Creating Learning Networks

“If you build it, they will come.” In my experience, that hasn’t been true of many social networks. I’ve created Facebook groups that people join and then ignore. I’ve had a little more luck with Diigo and ning groups . . . but only when my students or the teachers I was working with were assigned to participate. As soon as the class/workshop was over, participants abandoned the network.

This past weekend, I was in Kansas City developing a social networking site for our local Writing Project site. One of the first questions we were asked to explore was what caused us to revisit websites repeatedly. My table talked about which sites we accessed at least once a month and why.

This activity informed a lot of my thinking as my colleague Jeromy and I worked on our site over the weekend. I thought about the websites I frequent daily: the New York Times, the Huffington Post, Facebook, email. All these sites give me information that I “need”–information that I would not be able to access easily otherwise.

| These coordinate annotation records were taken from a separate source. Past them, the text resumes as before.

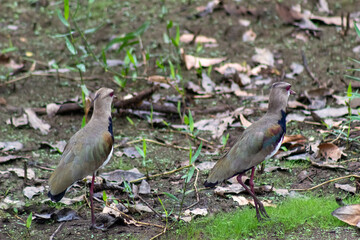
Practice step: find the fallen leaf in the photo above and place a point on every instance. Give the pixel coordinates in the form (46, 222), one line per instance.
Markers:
(263, 56)
(122, 175)
(18, 121)
(294, 139)
(195, 62)
(244, 121)
(235, 188)
(131, 152)
(346, 187)
(188, 37)
(238, 67)
(296, 70)
(205, 166)
(249, 36)
(216, 125)
(144, 188)
(329, 150)
(30, 192)
(36, 122)
(281, 192)
(11, 146)
(7, 203)
(21, 173)
(52, 109)
(57, 146)
(207, 83)
(4, 159)
(349, 214)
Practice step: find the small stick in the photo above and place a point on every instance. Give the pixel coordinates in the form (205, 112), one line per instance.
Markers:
(161, 174)
(307, 68)
(147, 204)
(321, 184)
(56, 231)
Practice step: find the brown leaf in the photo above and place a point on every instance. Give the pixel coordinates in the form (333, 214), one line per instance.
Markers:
(244, 121)
(295, 139)
(188, 37)
(237, 66)
(287, 14)
(195, 62)
(7, 158)
(349, 214)
(330, 150)
(346, 187)
(36, 122)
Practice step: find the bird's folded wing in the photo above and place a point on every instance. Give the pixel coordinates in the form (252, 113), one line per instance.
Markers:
(80, 158)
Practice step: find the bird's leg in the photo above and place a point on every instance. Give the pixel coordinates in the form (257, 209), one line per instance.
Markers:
(92, 202)
(251, 183)
(257, 203)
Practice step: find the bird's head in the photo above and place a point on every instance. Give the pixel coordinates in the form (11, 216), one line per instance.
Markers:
(103, 99)
(279, 95)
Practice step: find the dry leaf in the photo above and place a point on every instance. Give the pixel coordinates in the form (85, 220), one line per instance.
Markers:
(207, 83)
(295, 139)
(188, 37)
(205, 166)
(244, 121)
(36, 122)
(195, 62)
(8, 146)
(21, 173)
(349, 214)
(263, 56)
(346, 187)
(249, 36)
(238, 67)
(30, 192)
(8, 158)
(329, 150)
(235, 188)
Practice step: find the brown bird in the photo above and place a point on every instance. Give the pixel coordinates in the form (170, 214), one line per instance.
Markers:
(258, 142)
(87, 150)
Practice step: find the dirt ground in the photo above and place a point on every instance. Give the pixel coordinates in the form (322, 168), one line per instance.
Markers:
(32, 27)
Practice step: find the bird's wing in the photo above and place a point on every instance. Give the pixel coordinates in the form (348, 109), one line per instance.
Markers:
(250, 149)
(81, 158)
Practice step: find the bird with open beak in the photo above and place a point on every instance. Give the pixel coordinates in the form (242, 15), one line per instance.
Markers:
(87, 150)
(258, 142)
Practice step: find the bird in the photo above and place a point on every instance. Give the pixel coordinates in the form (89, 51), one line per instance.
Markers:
(88, 149)
(260, 141)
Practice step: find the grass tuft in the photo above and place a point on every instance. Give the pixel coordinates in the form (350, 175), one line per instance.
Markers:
(292, 214)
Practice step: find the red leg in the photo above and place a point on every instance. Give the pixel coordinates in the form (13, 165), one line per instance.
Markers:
(251, 182)
(92, 202)
(259, 207)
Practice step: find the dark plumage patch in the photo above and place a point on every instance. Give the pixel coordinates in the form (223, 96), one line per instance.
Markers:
(210, 185)
(56, 198)
(110, 128)
(282, 121)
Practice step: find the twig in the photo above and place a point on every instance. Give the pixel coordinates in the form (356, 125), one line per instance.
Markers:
(161, 174)
(147, 204)
(56, 231)
(158, 235)
(326, 182)
(135, 221)
(307, 68)
(159, 143)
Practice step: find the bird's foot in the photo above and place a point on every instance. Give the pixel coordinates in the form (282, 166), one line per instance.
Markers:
(260, 211)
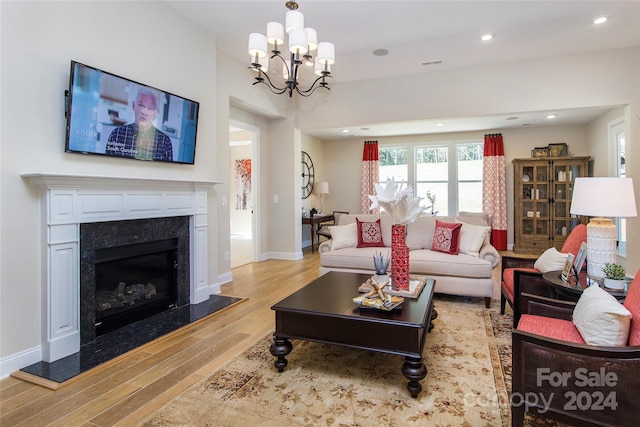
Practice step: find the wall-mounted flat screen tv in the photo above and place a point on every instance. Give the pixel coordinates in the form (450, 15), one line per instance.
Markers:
(114, 116)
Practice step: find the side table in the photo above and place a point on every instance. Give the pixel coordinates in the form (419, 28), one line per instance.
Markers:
(315, 221)
(572, 289)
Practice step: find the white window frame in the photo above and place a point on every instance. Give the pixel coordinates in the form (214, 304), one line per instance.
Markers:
(452, 153)
(617, 127)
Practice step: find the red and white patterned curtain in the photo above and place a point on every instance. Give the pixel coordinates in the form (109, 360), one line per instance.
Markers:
(494, 188)
(370, 174)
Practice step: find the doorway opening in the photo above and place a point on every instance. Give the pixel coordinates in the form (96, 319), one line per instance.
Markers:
(243, 190)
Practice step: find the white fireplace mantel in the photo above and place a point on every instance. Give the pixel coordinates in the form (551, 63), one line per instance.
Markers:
(70, 200)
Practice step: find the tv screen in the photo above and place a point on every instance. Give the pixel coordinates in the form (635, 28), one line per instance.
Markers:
(114, 116)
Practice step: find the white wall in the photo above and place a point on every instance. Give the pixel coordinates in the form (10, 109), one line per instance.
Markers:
(39, 39)
(607, 78)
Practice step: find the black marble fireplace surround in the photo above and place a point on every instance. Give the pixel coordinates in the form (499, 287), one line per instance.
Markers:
(99, 240)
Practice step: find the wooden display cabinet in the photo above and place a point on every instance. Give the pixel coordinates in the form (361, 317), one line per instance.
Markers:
(542, 200)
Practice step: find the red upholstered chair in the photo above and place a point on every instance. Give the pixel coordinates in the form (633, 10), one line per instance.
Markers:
(556, 375)
(530, 280)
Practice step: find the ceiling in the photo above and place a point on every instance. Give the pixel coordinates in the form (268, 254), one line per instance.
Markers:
(418, 32)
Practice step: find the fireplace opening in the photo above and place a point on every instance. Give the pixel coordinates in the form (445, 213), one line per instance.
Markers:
(133, 282)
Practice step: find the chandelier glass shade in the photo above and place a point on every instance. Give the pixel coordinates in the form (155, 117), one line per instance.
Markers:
(302, 44)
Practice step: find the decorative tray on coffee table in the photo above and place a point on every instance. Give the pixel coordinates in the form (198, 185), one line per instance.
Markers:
(390, 302)
(415, 287)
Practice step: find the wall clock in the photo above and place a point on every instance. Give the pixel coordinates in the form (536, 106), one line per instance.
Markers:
(308, 175)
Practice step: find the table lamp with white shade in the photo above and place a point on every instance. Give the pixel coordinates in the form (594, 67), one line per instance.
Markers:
(322, 188)
(603, 198)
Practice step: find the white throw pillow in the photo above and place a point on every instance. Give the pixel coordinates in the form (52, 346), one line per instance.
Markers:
(601, 319)
(550, 260)
(472, 238)
(344, 236)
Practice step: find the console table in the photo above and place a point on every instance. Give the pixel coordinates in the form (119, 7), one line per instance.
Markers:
(315, 221)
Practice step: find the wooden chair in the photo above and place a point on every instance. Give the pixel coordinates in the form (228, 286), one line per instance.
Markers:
(323, 229)
(556, 375)
(530, 280)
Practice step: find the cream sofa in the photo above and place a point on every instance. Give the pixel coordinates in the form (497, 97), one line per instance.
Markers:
(467, 273)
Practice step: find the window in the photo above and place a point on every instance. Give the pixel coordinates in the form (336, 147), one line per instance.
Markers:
(432, 175)
(452, 172)
(393, 164)
(470, 177)
(617, 140)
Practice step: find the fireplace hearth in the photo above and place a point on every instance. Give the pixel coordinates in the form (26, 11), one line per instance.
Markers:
(134, 282)
(131, 270)
(70, 202)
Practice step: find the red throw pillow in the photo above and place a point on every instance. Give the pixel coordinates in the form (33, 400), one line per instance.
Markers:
(446, 237)
(369, 234)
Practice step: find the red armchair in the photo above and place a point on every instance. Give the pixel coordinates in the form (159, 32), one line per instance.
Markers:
(521, 271)
(556, 375)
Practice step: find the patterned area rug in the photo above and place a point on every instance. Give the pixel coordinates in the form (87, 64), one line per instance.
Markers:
(468, 357)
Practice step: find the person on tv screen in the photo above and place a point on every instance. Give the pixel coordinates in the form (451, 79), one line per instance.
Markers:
(141, 139)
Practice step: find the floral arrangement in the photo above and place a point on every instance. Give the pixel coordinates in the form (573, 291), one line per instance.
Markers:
(397, 202)
(613, 271)
(381, 263)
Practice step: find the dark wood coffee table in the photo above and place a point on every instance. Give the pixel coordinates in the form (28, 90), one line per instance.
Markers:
(323, 311)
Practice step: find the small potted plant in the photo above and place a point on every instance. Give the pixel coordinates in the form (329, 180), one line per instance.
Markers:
(613, 276)
(381, 264)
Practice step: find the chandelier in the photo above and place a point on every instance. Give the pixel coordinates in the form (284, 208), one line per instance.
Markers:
(301, 42)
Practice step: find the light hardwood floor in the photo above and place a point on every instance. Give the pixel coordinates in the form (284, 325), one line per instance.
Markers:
(130, 390)
(127, 392)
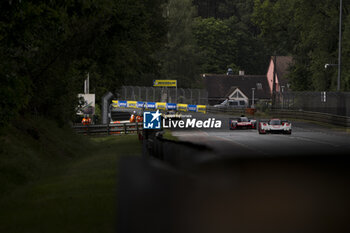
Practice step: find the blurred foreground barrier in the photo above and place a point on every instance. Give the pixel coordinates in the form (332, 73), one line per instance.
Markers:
(211, 109)
(119, 128)
(313, 116)
(180, 154)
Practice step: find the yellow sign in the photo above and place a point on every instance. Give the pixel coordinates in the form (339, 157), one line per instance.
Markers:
(164, 83)
(201, 108)
(161, 106)
(132, 104)
(182, 107)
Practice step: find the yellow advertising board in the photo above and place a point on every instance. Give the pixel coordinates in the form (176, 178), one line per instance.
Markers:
(164, 83)
(132, 104)
(201, 108)
(182, 107)
(115, 103)
(161, 105)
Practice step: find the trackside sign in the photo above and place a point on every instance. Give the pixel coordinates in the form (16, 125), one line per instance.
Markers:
(153, 120)
(192, 123)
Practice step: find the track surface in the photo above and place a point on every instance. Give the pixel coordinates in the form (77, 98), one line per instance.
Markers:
(306, 139)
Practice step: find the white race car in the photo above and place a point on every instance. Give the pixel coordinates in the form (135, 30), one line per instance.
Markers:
(274, 126)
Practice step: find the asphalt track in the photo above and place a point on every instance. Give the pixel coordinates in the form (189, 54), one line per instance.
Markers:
(306, 139)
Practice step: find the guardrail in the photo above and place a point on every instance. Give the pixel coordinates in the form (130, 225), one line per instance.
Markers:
(211, 109)
(314, 116)
(118, 128)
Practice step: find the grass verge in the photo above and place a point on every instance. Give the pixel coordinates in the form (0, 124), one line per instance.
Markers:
(74, 193)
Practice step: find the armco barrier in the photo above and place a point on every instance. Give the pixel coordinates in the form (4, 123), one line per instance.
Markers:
(180, 154)
(313, 116)
(226, 111)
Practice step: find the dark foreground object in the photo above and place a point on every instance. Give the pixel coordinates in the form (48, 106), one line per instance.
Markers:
(279, 194)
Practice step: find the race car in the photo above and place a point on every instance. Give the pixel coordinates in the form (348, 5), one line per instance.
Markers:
(242, 123)
(274, 126)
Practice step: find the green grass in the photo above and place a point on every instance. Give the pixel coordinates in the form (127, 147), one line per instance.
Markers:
(75, 189)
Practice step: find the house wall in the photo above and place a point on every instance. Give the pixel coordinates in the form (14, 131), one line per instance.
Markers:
(269, 76)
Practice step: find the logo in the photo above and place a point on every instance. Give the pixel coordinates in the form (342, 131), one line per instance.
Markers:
(151, 120)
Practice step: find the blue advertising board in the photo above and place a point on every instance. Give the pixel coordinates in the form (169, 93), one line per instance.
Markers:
(192, 108)
(140, 104)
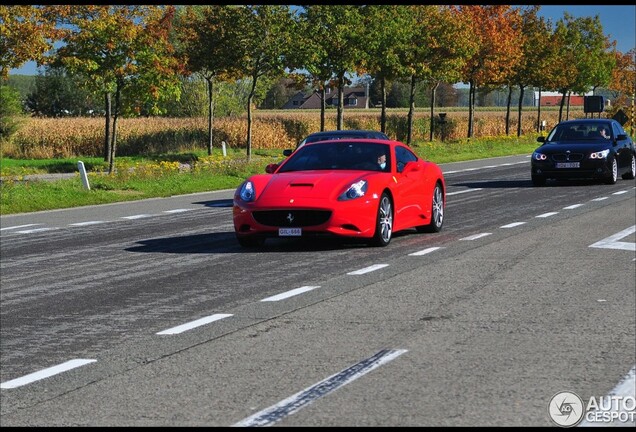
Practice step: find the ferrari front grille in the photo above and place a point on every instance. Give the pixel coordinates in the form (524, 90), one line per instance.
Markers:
(292, 218)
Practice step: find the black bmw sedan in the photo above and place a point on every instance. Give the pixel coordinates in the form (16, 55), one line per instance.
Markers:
(584, 149)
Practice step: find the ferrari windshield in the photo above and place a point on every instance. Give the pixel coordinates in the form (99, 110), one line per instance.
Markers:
(339, 155)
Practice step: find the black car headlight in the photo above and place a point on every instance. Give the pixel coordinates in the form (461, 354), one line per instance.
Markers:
(599, 155)
(539, 156)
(247, 192)
(356, 190)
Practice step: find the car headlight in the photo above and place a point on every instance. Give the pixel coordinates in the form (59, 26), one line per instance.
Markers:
(599, 155)
(539, 156)
(247, 192)
(354, 191)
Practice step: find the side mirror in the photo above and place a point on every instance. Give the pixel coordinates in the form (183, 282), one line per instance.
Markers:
(271, 168)
(411, 166)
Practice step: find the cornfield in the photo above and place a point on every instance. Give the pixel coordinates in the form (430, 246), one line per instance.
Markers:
(43, 138)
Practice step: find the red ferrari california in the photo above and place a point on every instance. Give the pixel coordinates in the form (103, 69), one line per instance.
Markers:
(364, 189)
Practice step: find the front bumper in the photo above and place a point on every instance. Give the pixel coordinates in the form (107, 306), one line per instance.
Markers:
(590, 168)
(354, 219)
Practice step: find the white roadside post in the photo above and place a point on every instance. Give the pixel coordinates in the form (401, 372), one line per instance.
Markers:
(80, 166)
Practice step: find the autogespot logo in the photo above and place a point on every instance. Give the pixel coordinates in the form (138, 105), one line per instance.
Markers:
(566, 409)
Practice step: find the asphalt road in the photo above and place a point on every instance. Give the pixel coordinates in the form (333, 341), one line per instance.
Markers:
(150, 314)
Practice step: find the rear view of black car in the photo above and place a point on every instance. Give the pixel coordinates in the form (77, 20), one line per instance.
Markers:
(584, 149)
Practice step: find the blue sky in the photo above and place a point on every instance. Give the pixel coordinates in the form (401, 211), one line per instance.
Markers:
(619, 24)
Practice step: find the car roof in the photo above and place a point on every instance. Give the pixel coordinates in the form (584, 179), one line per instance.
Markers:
(587, 120)
(347, 132)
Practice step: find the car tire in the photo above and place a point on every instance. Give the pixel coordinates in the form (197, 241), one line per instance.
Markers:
(384, 222)
(538, 180)
(251, 241)
(629, 175)
(614, 173)
(437, 212)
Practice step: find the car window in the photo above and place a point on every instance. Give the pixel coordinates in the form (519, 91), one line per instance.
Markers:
(337, 155)
(402, 156)
(591, 131)
(341, 135)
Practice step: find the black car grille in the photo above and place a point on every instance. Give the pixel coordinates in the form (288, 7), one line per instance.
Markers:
(292, 218)
(564, 157)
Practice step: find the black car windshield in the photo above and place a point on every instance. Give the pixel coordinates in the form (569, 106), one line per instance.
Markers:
(338, 155)
(590, 131)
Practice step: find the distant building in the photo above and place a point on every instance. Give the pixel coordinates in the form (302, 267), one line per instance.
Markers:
(354, 97)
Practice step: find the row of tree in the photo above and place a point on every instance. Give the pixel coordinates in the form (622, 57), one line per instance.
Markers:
(142, 52)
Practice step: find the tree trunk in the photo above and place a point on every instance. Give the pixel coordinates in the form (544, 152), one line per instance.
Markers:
(409, 135)
(340, 101)
(113, 145)
(323, 95)
(521, 91)
(383, 114)
(250, 98)
(508, 103)
(561, 105)
(210, 81)
(107, 116)
(471, 107)
(433, 91)
(539, 111)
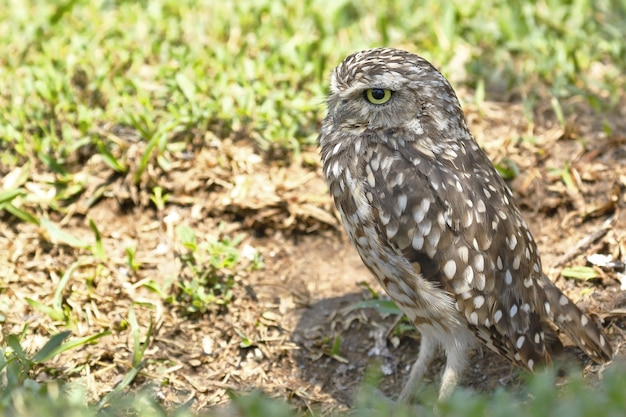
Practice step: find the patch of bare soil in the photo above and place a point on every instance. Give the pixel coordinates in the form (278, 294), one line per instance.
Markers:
(290, 329)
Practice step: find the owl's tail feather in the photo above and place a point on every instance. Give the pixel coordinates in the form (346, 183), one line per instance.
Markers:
(583, 331)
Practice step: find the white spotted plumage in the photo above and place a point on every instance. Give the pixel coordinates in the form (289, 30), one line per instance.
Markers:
(435, 223)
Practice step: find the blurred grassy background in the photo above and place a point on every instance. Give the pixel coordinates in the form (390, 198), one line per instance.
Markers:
(82, 78)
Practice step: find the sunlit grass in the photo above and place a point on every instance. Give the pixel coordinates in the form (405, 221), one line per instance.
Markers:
(134, 86)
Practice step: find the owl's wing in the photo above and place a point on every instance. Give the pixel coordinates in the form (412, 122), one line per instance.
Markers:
(454, 220)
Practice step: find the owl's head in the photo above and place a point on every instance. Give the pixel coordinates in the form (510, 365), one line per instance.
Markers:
(390, 88)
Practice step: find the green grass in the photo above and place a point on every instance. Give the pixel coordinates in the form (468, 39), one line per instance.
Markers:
(98, 80)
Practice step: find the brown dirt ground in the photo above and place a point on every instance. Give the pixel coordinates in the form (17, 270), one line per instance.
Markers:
(294, 308)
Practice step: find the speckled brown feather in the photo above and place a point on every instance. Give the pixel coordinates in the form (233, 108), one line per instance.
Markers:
(433, 220)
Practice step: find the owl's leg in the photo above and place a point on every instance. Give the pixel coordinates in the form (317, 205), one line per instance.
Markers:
(456, 360)
(428, 348)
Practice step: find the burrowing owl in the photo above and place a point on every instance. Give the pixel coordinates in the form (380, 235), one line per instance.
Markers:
(435, 223)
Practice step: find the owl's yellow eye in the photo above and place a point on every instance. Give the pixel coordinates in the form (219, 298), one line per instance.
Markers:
(378, 95)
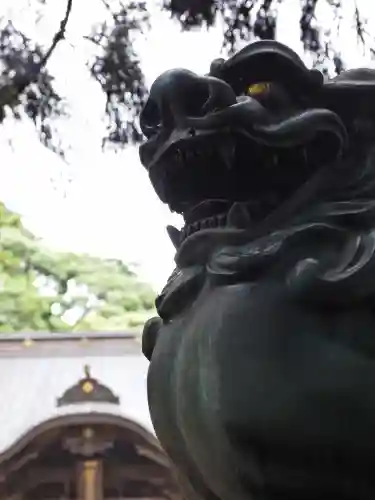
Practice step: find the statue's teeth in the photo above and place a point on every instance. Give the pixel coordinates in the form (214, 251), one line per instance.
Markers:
(238, 216)
(174, 235)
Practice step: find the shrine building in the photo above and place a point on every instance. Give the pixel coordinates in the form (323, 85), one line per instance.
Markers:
(74, 421)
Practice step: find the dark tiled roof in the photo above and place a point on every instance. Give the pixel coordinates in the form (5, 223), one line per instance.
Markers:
(34, 372)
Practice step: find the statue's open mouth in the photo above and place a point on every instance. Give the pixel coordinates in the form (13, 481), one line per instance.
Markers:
(228, 155)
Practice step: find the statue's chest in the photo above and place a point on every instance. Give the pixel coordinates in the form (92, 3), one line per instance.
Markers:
(252, 360)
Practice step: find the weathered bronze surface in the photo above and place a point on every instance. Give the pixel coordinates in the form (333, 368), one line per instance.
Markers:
(262, 375)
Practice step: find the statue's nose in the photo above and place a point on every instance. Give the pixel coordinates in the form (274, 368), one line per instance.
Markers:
(179, 94)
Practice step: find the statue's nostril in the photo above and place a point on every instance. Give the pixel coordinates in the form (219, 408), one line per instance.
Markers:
(195, 99)
(150, 118)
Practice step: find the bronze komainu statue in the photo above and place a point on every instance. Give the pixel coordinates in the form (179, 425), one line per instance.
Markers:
(262, 363)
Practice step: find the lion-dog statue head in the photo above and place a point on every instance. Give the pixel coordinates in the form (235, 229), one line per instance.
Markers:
(261, 383)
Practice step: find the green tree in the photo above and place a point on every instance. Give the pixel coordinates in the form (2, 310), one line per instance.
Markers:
(45, 290)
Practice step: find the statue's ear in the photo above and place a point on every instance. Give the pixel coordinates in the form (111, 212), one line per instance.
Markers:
(352, 93)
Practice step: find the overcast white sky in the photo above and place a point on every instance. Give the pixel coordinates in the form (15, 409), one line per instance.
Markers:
(103, 203)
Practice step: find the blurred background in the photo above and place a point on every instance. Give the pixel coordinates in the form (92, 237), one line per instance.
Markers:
(83, 245)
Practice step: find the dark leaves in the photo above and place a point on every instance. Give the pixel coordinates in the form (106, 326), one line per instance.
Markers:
(118, 71)
(26, 87)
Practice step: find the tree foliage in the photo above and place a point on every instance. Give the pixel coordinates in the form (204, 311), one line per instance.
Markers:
(118, 71)
(27, 87)
(44, 290)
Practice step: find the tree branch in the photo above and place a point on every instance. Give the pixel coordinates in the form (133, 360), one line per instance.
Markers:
(10, 92)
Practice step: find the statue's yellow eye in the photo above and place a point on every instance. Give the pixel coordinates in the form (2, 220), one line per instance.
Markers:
(258, 88)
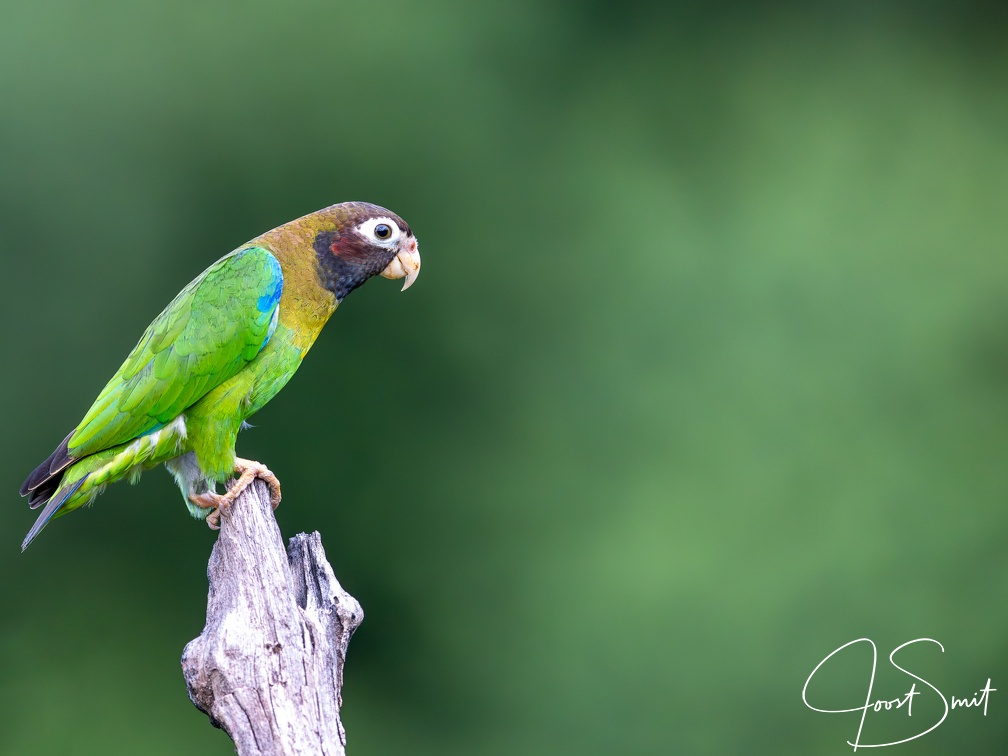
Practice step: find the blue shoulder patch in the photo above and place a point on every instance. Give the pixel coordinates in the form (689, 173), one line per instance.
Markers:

As SJVWP Connect starts up this week, I hope that we can make this a site that people will value enough to revisit often. If we continue to create new, significant content, I think we’ll at least be able to encourage a few SJVWP TCs to see our site as a valuable resource.

2 comments

  1. We’re in the same boat and like you, we hope to build something that will be used. It’s been nice being on the same journey as others.
    Kevin

    • dkzody says:

      I go back to the places that tell interesting stories, where people share their lives, their trials, their jubilations. Information? Ah, I don’t know so much about that. I guess it comes in all the story-telling.